As I drag 100lbs of lettuce and cabbage toward the barn, I feel the perennial mix of relief, exhaustion and sadness at the approaching end of the season. It seems so wasteful to pull up productive plants to sow the cover crop. There is still so much potential: the purple eggplant blossoms proclaim an unwillingness to call it a day. But autumn is here—the cooling or drying-up season, etymologically speaking. “There is a time to plant and a time to uproot,” says the writer of Ecclesiastes. “A time to be born and a time to die.”
…and there it is—that inextricable connection between life and death.
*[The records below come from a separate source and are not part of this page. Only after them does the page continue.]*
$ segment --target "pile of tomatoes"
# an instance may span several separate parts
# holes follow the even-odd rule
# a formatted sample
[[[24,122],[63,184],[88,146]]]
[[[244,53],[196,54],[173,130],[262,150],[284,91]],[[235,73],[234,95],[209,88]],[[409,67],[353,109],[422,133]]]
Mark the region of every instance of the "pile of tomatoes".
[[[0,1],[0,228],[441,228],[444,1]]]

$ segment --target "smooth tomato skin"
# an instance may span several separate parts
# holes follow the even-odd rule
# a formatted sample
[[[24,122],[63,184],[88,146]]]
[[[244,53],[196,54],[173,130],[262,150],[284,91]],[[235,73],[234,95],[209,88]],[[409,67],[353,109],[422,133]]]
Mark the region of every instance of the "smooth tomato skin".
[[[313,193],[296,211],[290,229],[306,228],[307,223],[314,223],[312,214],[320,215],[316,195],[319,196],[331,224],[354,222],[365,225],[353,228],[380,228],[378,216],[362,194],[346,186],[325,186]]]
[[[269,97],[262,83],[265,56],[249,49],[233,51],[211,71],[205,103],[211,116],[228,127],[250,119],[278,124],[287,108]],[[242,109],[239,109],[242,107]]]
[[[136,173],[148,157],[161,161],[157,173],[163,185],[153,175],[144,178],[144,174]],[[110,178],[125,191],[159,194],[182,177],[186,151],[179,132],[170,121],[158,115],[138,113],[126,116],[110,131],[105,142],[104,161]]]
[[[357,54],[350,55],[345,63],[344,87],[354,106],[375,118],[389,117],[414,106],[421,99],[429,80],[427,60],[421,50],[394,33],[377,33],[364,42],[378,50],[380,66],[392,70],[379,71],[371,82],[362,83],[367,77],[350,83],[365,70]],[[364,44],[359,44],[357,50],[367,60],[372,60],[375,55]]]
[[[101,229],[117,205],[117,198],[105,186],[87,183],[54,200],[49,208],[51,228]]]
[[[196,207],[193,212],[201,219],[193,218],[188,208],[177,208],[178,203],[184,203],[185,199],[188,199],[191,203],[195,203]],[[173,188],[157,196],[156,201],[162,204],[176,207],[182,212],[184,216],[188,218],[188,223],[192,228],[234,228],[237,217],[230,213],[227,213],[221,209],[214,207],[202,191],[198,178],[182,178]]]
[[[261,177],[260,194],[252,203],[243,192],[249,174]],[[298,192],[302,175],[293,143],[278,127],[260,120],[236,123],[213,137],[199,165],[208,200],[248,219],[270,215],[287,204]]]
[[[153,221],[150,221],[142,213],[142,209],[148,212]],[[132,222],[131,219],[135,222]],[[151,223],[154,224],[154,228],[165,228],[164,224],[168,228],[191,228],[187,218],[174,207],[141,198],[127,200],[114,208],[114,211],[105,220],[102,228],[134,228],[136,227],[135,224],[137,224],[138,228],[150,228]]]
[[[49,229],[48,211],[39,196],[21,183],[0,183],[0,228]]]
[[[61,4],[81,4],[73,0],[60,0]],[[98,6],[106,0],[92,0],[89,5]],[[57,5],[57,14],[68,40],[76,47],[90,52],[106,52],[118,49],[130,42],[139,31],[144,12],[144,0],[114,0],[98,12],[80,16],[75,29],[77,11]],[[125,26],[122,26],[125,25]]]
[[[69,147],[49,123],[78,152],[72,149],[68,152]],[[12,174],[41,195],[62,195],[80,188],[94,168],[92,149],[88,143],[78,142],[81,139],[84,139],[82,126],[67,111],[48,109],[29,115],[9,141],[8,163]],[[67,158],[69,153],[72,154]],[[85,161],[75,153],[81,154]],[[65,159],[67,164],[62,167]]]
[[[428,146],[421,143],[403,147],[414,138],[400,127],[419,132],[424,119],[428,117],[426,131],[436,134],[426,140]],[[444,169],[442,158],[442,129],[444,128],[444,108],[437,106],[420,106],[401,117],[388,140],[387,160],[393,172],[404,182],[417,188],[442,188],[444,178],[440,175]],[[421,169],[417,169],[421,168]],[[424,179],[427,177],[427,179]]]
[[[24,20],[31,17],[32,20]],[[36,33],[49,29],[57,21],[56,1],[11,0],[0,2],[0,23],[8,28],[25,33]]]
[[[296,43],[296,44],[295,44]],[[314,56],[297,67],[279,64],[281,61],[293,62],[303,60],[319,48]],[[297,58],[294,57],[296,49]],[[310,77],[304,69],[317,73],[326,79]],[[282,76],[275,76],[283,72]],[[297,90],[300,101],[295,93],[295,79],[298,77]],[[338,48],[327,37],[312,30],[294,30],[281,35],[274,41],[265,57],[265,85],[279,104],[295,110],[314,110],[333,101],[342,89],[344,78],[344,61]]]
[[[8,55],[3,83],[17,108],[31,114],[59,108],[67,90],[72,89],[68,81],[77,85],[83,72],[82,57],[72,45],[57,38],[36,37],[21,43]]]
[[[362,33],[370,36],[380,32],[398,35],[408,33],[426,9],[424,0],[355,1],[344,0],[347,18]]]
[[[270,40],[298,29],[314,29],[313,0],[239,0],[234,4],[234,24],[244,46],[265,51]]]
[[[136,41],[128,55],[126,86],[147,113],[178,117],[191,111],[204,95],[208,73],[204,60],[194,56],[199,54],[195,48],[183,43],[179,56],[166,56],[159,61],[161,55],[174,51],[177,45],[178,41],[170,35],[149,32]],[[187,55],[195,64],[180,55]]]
The death of the seed that gives birth to the plant; the death of the fruit that gives life to the eater; the death of the plant that allows life to return to the soil… Autumn marks the death of summer, but the start of the path towards Christmas, and a birth that brings life to all.
Our community has been touched by death once again this week. But we celebrate life: Joe’s life, and the life he brought to others; and the life he still lives, that flourishes beyond death. We celebrate resurrection and hope, the passage of time, the changing of the seasons, the victory of life over death.
Not everything we plant makes it to harvest. This year, squash beetles have destroyed whole rows on the farm. It’s difficult to see hard work, seeds, and water go to waste, and it’s sad to admit that we won’t be able to pass whole crops along to the families we partner with. And it’s hard not to be angry with our pests. Many people are; all the articles on squash beetles seem to be about eradicating them. Despite the abundance around us, we can feel a little defeated.
I love working with children on the farm, because they don’t see the problems. At the recent Craft Brews and Sodas evening, squash beetle and slug collecting became games. While adults hacked at weeds to clear away ground, kids had productive play with farm tools. Where adults hauled away trimmings for compost, kids raced wheelbarrows. Perhaps by design, playfulness is contagious. There was more laughter by the end of the clearing and re-sowing than when we began, despite the difficulties.
Children can help us all to engage with service as a process. Beetles (and groundhogs and dry spells and weeds) defeat us only if we see farming primarily as a means to an end. We’ll never grow everything nor feed everyone that we’d wish. Not everything will go according to plan. But we grow so much! And people really are helped! And I think the farm is more than the food we produce. It’s a statement made in sweat and water and soil: we’re partnering with the earth and one another to help our brothers and sisters. What a blessing it is to be able to farm!